An immunofluorescent image of an adult mouse pancreas, where exocrine cells are displayed in green. The transcription factors were inserted into these cells. The red areas in the image are insulin. Credit: Qiao Zhou, Melton Laboratory, HHMI at Harvard University.
The group created pancreatic beta cells, a rare cell type which comprises only about one percent of the pancreas. These are the insulin-producing cells that die in Type-I diabetes, and the cells that Melton's lab created can secrete insulin and therefore ameliorate hyperglycemia.
In less technical terms, they were able to change one kind of cell into another; they reprogrammed exocrine cells into beta cells, without having to use stem cells.
This is exciting because it is a parallel way of approaching the same kind of problem that researchers working with induced pluripotent stem cells (iPS) cells deal with: how to induce one kind of cell to differentiate into the other kind that you want.

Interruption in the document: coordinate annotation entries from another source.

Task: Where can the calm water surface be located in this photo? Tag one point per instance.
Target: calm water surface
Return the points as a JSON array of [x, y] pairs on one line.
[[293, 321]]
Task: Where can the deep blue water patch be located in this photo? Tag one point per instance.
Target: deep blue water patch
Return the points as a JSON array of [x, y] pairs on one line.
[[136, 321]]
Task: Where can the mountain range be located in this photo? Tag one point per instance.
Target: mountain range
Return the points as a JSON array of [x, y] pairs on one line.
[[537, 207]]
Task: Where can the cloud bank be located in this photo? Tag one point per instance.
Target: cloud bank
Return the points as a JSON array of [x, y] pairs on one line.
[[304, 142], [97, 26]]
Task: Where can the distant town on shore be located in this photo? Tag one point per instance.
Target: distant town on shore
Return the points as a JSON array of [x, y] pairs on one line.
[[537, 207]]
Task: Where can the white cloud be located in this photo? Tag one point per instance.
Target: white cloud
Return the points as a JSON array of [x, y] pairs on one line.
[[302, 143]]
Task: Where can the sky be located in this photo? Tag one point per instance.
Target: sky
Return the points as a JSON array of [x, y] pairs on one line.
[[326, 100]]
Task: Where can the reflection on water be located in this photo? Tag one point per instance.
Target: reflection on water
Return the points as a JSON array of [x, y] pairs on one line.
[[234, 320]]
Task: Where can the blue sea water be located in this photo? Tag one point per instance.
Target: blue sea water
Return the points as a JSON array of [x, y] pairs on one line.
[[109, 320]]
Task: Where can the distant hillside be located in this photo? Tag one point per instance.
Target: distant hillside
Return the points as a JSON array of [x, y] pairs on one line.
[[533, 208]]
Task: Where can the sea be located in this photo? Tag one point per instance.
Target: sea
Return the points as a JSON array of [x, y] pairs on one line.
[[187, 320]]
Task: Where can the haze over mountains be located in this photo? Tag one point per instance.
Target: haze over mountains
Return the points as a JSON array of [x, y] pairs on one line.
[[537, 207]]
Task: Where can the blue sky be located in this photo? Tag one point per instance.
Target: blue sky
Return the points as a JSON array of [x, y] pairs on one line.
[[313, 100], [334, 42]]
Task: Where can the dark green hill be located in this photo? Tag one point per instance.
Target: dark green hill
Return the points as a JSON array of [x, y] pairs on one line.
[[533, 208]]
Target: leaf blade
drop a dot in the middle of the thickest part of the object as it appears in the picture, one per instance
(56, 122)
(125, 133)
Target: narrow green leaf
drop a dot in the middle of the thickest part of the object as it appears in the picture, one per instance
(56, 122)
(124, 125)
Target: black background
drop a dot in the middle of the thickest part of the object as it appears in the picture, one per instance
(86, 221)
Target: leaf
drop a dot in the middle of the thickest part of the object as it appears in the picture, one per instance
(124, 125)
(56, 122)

When the process of creating iPS cells was introduced two years ago by Japanese researcher Shinya Yamanaka, one of the main problems involved figuring out how to reprogram the stem cells so that they would actually turn into the kind of cell that was desired.
While there have been some examples of adult cell reprogramming in the literature, there is no general understanding of how to reliably turn one cell type into another.
What is the advantage of using this method over embryonic stem cells or iPS cells?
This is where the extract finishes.